Percy watched her until the tent flap closed behind her, then he turned back to the field.

He did not turn to glance behind, he did not need to, he had been aware of her since well before the young hunter had found her constellation, having already registered the particular quality of stillness from the edge of the forest, the kind that belonged to someone holding themselves very carefully in place.

"You can come out from behind the maple now," he said, pitched low and calm, the words less a summons rather than an invitation offered to someone he had long since stopped needing to pretend he had not noticed.

The forest held its silence for one breath, then Artemis stepped from its shadow.

She crossed the grass toward him with the quiet inevitability of moonlight touching the sea, her auburn curls loose around her shoulders. Her face held the expression he recognised from their unguarded moments together, the one she wore when something had stirred in her chest and she was deciding how much of it to reveal.

Percy raised a single eyebrow, she tilted her chin slightly, the dignified acknowledgment of someone caught at something they had chosen to do deliberately.

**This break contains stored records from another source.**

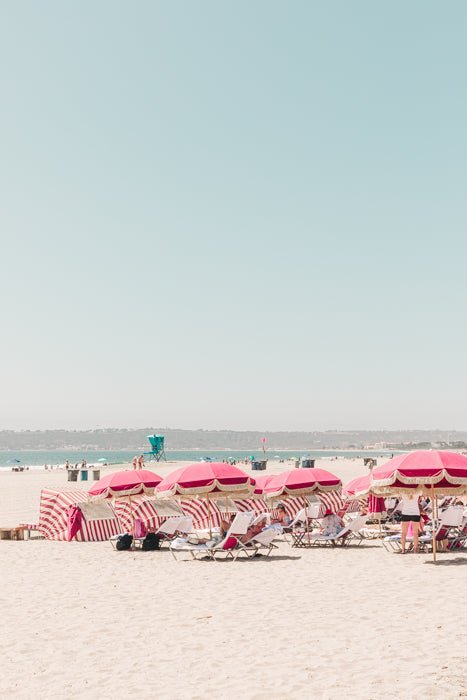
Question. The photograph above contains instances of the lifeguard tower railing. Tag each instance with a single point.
(157, 448)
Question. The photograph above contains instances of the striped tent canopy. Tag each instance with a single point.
(204, 513)
(257, 505)
(329, 501)
(151, 512)
(99, 521)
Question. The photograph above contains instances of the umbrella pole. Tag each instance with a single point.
(209, 516)
(133, 524)
(433, 519)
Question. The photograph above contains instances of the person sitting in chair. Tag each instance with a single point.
(282, 518)
(331, 524)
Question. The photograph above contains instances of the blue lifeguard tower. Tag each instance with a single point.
(157, 448)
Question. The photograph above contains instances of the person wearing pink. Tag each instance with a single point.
(410, 513)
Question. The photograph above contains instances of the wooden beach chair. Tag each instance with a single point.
(214, 550)
(263, 540)
(350, 533)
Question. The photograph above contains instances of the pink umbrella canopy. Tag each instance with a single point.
(376, 505)
(261, 483)
(424, 471)
(129, 482)
(357, 488)
(207, 479)
(301, 482)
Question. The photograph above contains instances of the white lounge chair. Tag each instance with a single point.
(349, 533)
(263, 540)
(212, 550)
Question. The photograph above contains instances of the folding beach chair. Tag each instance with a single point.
(448, 528)
(297, 530)
(213, 550)
(173, 527)
(349, 533)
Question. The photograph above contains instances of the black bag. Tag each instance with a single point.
(124, 542)
(151, 542)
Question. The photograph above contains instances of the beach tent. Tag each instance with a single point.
(151, 512)
(70, 514)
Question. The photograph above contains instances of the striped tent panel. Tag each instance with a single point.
(257, 505)
(98, 530)
(140, 508)
(53, 517)
(53, 511)
(204, 513)
(332, 500)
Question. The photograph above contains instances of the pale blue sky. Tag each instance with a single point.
(233, 214)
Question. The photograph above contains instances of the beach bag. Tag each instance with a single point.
(151, 542)
(124, 542)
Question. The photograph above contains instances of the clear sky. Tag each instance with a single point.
(244, 215)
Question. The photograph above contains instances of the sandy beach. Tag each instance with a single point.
(80, 620)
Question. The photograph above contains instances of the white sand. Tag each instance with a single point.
(80, 620)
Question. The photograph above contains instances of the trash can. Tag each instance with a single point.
(308, 463)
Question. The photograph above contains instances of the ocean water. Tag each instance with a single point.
(40, 458)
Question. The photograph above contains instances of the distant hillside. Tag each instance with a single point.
(127, 439)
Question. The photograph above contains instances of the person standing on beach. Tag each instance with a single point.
(410, 513)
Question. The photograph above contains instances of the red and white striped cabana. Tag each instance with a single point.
(97, 521)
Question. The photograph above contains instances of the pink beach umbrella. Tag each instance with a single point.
(129, 482)
(426, 471)
(430, 472)
(376, 506)
(125, 484)
(357, 488)
(301, 482)
(261, 483)
(213, 479)
(207, 480)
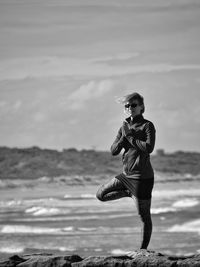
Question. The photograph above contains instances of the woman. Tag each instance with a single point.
(136, 137)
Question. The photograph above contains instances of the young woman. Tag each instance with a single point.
(136, 137)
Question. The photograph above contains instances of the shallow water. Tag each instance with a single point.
(53, 217)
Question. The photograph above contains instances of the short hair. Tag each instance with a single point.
(130, 97)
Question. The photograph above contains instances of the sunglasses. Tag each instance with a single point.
(134, 105)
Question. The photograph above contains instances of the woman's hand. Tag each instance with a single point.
(126, 130)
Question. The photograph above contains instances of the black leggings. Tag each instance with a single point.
(115, 189)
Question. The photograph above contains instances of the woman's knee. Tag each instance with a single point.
(99, 194)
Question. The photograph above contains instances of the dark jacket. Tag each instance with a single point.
(137, 145)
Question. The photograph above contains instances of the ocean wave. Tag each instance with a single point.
(186, 203)
(191, 226)
(81, 196)
(162, 210)
(43, 211)
(72, 218)
(24, 229)
(191, 192)
(12, 249)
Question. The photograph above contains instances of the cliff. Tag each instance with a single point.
(140, 259)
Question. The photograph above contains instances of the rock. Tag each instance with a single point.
(138, 259)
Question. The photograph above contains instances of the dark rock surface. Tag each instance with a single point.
(139, 259)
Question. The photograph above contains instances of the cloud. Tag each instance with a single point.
(19, 69)
(92, 90)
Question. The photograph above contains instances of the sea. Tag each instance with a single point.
(50, 216)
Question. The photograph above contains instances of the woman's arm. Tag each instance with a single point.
(147, 145)
(118, 143)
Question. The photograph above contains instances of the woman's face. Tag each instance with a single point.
(133, 108)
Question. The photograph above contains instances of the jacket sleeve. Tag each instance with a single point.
(146, 146)
(117, 145)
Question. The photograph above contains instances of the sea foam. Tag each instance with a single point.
(24, 229)
(186, 203)
(191, 226)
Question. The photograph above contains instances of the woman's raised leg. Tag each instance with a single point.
(112, 190)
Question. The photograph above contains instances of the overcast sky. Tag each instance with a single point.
(63, 63)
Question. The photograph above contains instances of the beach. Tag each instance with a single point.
(48, 216)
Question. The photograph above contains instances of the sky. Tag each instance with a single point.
(64, 63)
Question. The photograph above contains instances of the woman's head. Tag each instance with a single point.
(133, 104)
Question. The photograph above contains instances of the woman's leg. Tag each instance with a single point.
(112, 190)
(143, 207)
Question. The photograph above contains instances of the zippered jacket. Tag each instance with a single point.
(138, 144)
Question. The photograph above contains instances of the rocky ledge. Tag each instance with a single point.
(137, 259)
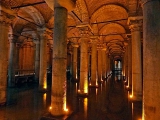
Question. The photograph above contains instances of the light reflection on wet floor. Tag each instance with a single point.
(107, 102)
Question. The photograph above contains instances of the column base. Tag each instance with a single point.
(128, 88)
(99, 82)
(49, 116)
(42, 90)
(82, 95)
(135, 99)
(93, 86)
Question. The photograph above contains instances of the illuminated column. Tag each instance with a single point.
(94, 62)
(99, 63)
(17, 58)
(104, 63)
(126, 61)
(12, 64)
(107, 64)
(129, 64)
(4, 29)
(135, 26)
(37, 60)
(43, 61)
(75, 60)
(151, 59)
(59, 63)
(83, 84)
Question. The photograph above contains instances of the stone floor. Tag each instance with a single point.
(107, 102)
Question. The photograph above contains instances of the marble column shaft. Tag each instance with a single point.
(104, 63)
(59, 63)
(43, 61)
(75, 61)
(37, 61)
(136, 61)
(151, 59)
(94, 63)
(129, 64)
(99, 64)
(83, 84)
(12, 58)
(4, 27)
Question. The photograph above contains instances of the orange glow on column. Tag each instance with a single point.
(85, 107)
(85, 86)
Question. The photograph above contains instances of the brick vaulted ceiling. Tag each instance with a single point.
(108, 19)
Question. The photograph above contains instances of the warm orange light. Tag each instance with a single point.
(131, 96)
(45, 86)
(50, 108)
(66, 110)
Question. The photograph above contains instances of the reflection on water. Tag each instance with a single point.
(107, 102)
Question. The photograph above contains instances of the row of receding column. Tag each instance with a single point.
(98, 67)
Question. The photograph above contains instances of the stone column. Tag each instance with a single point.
(129, 64)
(59, 63)
(104, 63)
(135, 26)
(99, 63)
(12, 65)
(43, 61)
(75, 61)
(126, 62)
(37, 60)
(4, 28)
(17, 59)
(107, 64)
(94, 81)
(151, 59)
(83, 84)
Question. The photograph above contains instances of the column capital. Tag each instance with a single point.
(99, 46)
(6, 15)
(12, 38)
(75, 45)
(135, 23)
(42, 32)
(68, 4)
(84, 29)
(135, 20)
(93, 39)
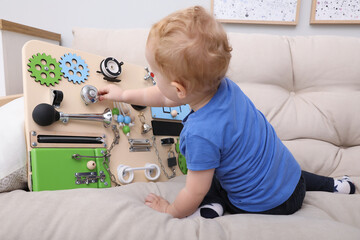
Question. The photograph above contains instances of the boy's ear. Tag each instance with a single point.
(180, 89)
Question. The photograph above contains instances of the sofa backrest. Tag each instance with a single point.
(307, 87)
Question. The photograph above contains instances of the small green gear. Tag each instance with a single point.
(45, 69)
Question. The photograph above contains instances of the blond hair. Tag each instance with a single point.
(192, 48)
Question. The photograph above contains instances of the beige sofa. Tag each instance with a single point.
(308, 88)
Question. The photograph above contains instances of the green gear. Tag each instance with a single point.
(45, 69)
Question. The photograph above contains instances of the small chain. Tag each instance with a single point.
(107, 154)
(160, 162)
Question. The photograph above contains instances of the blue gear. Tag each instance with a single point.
(74, 68)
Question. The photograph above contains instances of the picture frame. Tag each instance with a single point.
(335, 12)
(276, 12)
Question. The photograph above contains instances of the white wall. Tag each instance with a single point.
(62, 15)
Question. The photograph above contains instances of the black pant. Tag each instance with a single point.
(308, 182)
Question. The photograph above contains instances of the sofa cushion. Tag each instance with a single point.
(13, 172)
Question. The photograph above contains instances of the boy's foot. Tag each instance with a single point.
(344, 185)
(211, 210)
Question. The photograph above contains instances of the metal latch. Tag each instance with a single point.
(89, 177)
(139, 145)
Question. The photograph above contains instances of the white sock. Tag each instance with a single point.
(344, 185)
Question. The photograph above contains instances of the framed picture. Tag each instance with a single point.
(335, 12)
(284, 12)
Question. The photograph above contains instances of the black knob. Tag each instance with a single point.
(44, 114)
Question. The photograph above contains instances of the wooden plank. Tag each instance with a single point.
(6, 99)
(19, 28)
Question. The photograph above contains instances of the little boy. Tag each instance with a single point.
(236, 161)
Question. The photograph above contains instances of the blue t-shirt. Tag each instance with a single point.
(251, 163)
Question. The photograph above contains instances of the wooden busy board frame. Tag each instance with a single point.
(132, 76)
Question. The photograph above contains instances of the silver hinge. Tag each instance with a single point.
(139, 145)
(89, 177)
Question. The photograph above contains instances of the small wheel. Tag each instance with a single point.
(110, 67)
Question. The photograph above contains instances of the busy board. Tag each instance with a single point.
(74, 140)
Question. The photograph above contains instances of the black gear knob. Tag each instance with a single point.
(45, 114)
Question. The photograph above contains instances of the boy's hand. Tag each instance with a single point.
(110, 92)
(157, 203)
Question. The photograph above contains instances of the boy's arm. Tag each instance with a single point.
(150, 96)
(189, 198)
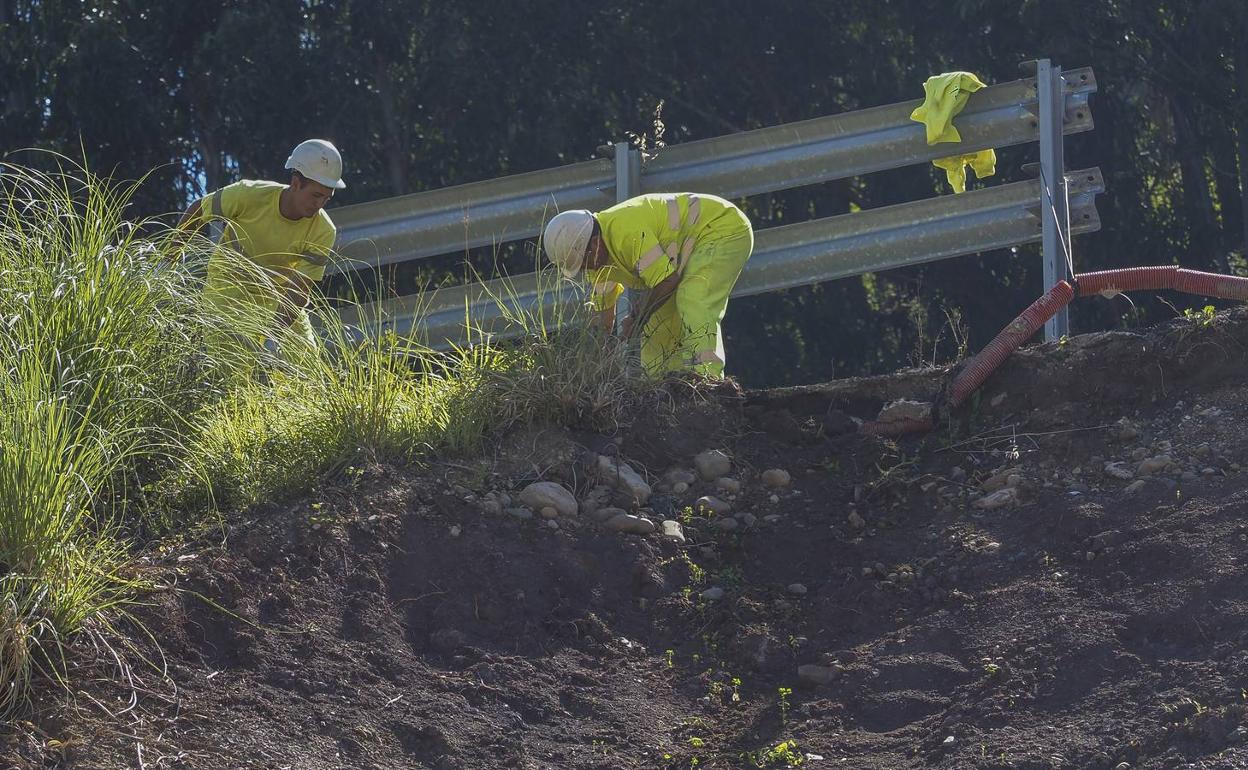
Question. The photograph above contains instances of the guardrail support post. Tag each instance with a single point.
(1053, 196)
(628, 184)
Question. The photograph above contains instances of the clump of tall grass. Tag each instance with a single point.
(380, 397)
(116, 424)
(97, 357)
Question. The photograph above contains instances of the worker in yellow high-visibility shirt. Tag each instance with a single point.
(684, 250)
(285, 237)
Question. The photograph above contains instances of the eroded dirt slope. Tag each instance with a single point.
(1056, 578)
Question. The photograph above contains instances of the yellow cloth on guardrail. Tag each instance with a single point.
(944, 97)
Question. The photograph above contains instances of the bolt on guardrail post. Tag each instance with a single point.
(628, 184)
(1053, 196)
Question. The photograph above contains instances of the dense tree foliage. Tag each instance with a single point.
(422, 94)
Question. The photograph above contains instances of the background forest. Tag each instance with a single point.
(422, 95)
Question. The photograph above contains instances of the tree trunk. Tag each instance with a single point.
(392, 136)
(1197, 204)
(1242, 124)
(1226, 181)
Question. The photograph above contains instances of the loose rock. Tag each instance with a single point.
(728, 484)
(713, 504)
(1000, 479)
(679, 476)
(549, 494)
(713, 464)
(776, 478)
(605, 514)
(620, 476)
(905, 409)
(1118, 471)
(629, 523)
(1126, 429)
(1155, 464)
(818, 675)
(674, 532)
(997, 499)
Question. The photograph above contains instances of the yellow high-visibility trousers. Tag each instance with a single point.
(684, 333)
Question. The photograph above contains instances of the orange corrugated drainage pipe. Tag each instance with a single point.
(1107, 282)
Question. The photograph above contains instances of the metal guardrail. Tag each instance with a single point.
(778, 157)
(788, 256)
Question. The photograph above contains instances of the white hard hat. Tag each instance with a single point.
(320, 161)
(565, 238)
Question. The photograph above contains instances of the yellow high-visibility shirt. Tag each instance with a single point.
(650, 236)
(944, 97)
(255, 226)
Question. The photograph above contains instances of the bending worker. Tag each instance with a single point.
(285, 237)
(684, 250)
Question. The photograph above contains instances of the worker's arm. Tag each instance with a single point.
(190, 216)
(605, 318)
(189, 224)
(295, 296)
(654, 300)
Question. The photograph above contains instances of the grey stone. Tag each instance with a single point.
(997, 499)
(620, 476)
(713, 464)
(549, 494)
(1000, 479)
(679, 476)
(629, 523)
(905, 409)
(1118, 471)
(1155, 464)
(674, 532)
(818, 675)
(605, 514)
(713, 504)
(776, 478)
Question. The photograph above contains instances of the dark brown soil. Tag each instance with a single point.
(388, 622)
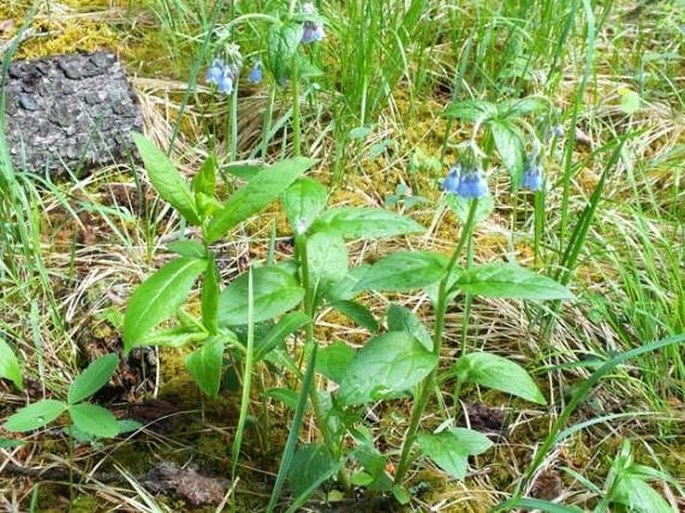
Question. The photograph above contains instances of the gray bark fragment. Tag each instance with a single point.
(73, 112)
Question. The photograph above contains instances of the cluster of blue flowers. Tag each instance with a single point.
(313, 30)
(222, 75)
(466, 179)
(532, 178)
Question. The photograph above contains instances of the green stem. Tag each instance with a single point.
(234, 121)
(429, 382)
(297, 150)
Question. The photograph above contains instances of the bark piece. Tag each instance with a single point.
(74, 111)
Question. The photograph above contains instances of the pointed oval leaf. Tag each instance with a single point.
(494, 371)
(166, 179)
(404, 270)
(205, 363)
(158, 297)
(9, 365)
(386, 367)
(264, 188)
(450, 449)
(93, 378)
(327, 260)
(94, 420)
(403, 319)
(35, 415)
(365, 223)
(510, 281)
(275, 292)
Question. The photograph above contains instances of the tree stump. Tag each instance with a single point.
(69, 112)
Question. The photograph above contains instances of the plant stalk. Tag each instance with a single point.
(429, 382)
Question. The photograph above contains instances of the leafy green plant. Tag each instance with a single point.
(9, 365)
(83, 415)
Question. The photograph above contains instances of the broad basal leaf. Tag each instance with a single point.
(35, 415)
(158, 297)
(403, 319)
(93, 378)
(167, 180)
(257, 194)
(510, 281)
(204, 364)
(275, 292)
(386, 367)
(404, 270)
(327, 260)
(450, 449)
(493, 371)
(94, 420)
(365, 223)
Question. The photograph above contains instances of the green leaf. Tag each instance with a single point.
(167, 180)
(264, 188)
(358, 313)
(209, 297)
(158, 297)
(403, 319)
(275, 292)
(204, 181)
(327, 260)
(461, 206)
(510, 281)
(510, 147)
(188, 248)
(404, 270)
(35, 415)
(9, 443)
(204, 364)
(520, 107)
(94, 419)
(333, 360)
(493, 371)
(634, 492)
(630, 100)
(386, 367)
(177, 336)
(288, 324)
(303, 202)
(471, 110)
(281, 45)
(93, 378)
(309, 463)
(364, 223)
(9, 365)
(450, 449)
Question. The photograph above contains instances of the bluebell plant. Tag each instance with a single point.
(533, 177)
(256, 75)
(312, 30)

"She struggles more than the others," Artemis said at last, her voice stripped of its usual authority, leaving only the candor she reserved for things that genuinely concerned her, "She has since she arrived," she looked out at the field rather than at him as she spoke, "I cannot speak to her the way you can, I have not had a home the way she means it, and I have not had the kind of people she is missing," she fell quiet for a moment, as though testing the weight of her own words before speaking, "I did not know what to say to her."

He looked at her for a long moment, taking in the silver of her eyes, the faint tension at the corner of her expression that she would never name aloud. Then he stepped forward and caught her hand, lacing their fingers together with the calm certainty of something done countless times and still chosen each time, deliberate as a signature.

"You took care of her," he said, his voice quiet and sure, not offering comfort so much as returning her to what was already the truth, setting it back in her hands so she could feel it properly, "You brought her to the Hunt, you offered her a place and people and purpose and a life that matters," his thumb moved across her knuckles in the slow arc she knew well, steady in the cold of the night, and he said, "The rest I can do."

He kissed her, slow and calm, his other hand lifting to cup her jaw gently, the kiss held neither urgency nor destination, only the quiet gravity of everything he could have said and chose instead to give her this way. Her fingers tightened around his as she kissed him back the way she always did whenever words failed her, fully present and pouring everything the moment deserved into it.

When they drew back, her forehead came to rest against his, their breath mingling in the cold night.

They stood together at the edge of the camp, hand in hand, and the Hunt breathed quietly in the darkness behind them.